El artista es subversivo frente a una parte de la sociedad, o frente a la moral social, si lo prefieres, pero en muchos casos se trata de una subversión que no es sino pura ortodoxia moral en la esfera propia del arte, donde le van a subvencionar, a programar y a echar flores. A menudo nos encontramos aquí con puros ejercicios de cálculo. En ese sentido, el arte subversivo aflora, precisamente, cuando existe una falta de compromiso social por parte del artista, un arte que no quiere redimir de amor al mundo, pero que en su sinceridad deja ver cicatrices sociales que son auténticas y conmovedoras.

Sí, eso lo explica muy bien Coetzee en su extraordinario ensayo sobre la censura, escrito antes de las redes sociales, pero en el que ya intuye el gran cambio que se va a producir. El censor, es decir, el funcionario estatal encargado de tachar lo inmoral, era un tipo sin prestigio alguno, un hombre gris vilipendiado y no orgulloso de sí mismo. Ni siquiera el Estado censor hacía gala de la censura, al contrario. La intentaba ocultar. Era una actividad sin prestigio. Lo significativo, y esto creo que tiene su origen en el campus universitario norteamericano, a finales de los setenta, es que la nueva censura, informal, que no nace del Estado sino de la sociedad, es que ahora el censor está orgulloso de sí mismo. Exhibe sus éxitos y es aplaudido.

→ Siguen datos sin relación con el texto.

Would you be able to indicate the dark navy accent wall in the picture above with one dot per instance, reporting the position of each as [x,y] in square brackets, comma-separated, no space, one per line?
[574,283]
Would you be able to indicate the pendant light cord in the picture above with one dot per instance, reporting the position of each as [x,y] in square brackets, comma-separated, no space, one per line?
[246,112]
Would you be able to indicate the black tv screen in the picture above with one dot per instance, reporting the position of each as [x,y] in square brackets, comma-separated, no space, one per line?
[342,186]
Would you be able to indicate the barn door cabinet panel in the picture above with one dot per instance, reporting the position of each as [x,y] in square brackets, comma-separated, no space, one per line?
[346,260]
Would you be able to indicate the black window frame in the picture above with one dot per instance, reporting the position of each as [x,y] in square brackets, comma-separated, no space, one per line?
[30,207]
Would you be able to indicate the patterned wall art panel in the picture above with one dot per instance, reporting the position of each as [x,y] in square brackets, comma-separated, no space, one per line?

Esto implica, además, que el censurado, que antes tenía un prestigio, el prestigio de la irreverencia frente al Estado –pensemos en Joyce, en Wilde, en Miller–, ahora, cuando es silenciado por la moralidad social, tecnológicamente organizada, tampoco posee este reconocimiento por su atrevimiento creador. Todo esto nos podría llevar a hacer una lectura muy pesimista del contexto para la libertad del arte, pero creo que no es así. Desde que el Estado deroga los límites del derecho de la moralidad, lo sacrílego, lo obsceno, e integra la irreverencia, hasta el punto de subvencionarla, el artista ya no puede apelar a sí mismo, sin engañarse, como héroe de la libertad de expresión o profanador natural del tabú. Sin embargo, en este contexto, el artista tiene ante sí, de nuevo, un desafío. En la fidelidad a sí mismo, a su impulso creador, y frente a esa censura informal y orgullosa, el arte recobra su importancia moral.

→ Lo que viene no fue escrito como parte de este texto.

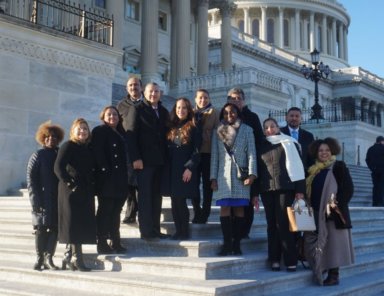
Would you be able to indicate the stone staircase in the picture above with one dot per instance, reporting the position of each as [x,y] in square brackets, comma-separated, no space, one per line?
[171,268]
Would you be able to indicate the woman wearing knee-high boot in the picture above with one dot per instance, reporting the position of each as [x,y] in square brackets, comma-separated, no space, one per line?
[184,140]
[233,148]
[42,186]
[74,167]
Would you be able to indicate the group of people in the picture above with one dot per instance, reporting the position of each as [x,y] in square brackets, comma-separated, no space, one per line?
[142,152]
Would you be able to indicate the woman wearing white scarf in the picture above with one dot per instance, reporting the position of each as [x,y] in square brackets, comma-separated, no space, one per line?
[281,181]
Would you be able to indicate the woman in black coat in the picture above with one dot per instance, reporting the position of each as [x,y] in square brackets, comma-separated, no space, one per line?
[111,179]
[74,167]
[184,141]
[42,187]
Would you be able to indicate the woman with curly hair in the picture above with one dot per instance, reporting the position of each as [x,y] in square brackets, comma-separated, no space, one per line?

... géneros musicales como el rap, el hip hop o el thrash metal no pueden juzgarse desde la literalidad de sus letras. Es necesario conocer el código propio del género, y asumir, como ocurre con la sátira, que aquí existe una exageración, una hipérbole, una radicalidad que es previamente conocida por el público, perfectamente capaz de no escuchar estas canciones como un llamamiento. Por ejemplo, cuando Los Ronaldos cantaban “tengo que besarte y luego violarte hasta que digas sí”, no estaban incitando a la violación, y mujeres y hombres, desde su capacidad cognitiva crítica, han bailado esa canción sabiendo que se trataba de un juego, de una figuración. Con esto no quiero decir que la música no pueda delinquir, claro, siempre puede darse el abuso del derecho. Hay un caso muy ilustrativo de un rapero en Estados Unidos que compone canciones amenazantes contra su exmujer, a la que ya había amenazado. El juez tiene que ser capaz de contextualizar y diferenciar estos supuestos de otros donde no existe otra intencionalidad que la crítica social radical o el mero juego ficticio con lo prohibido.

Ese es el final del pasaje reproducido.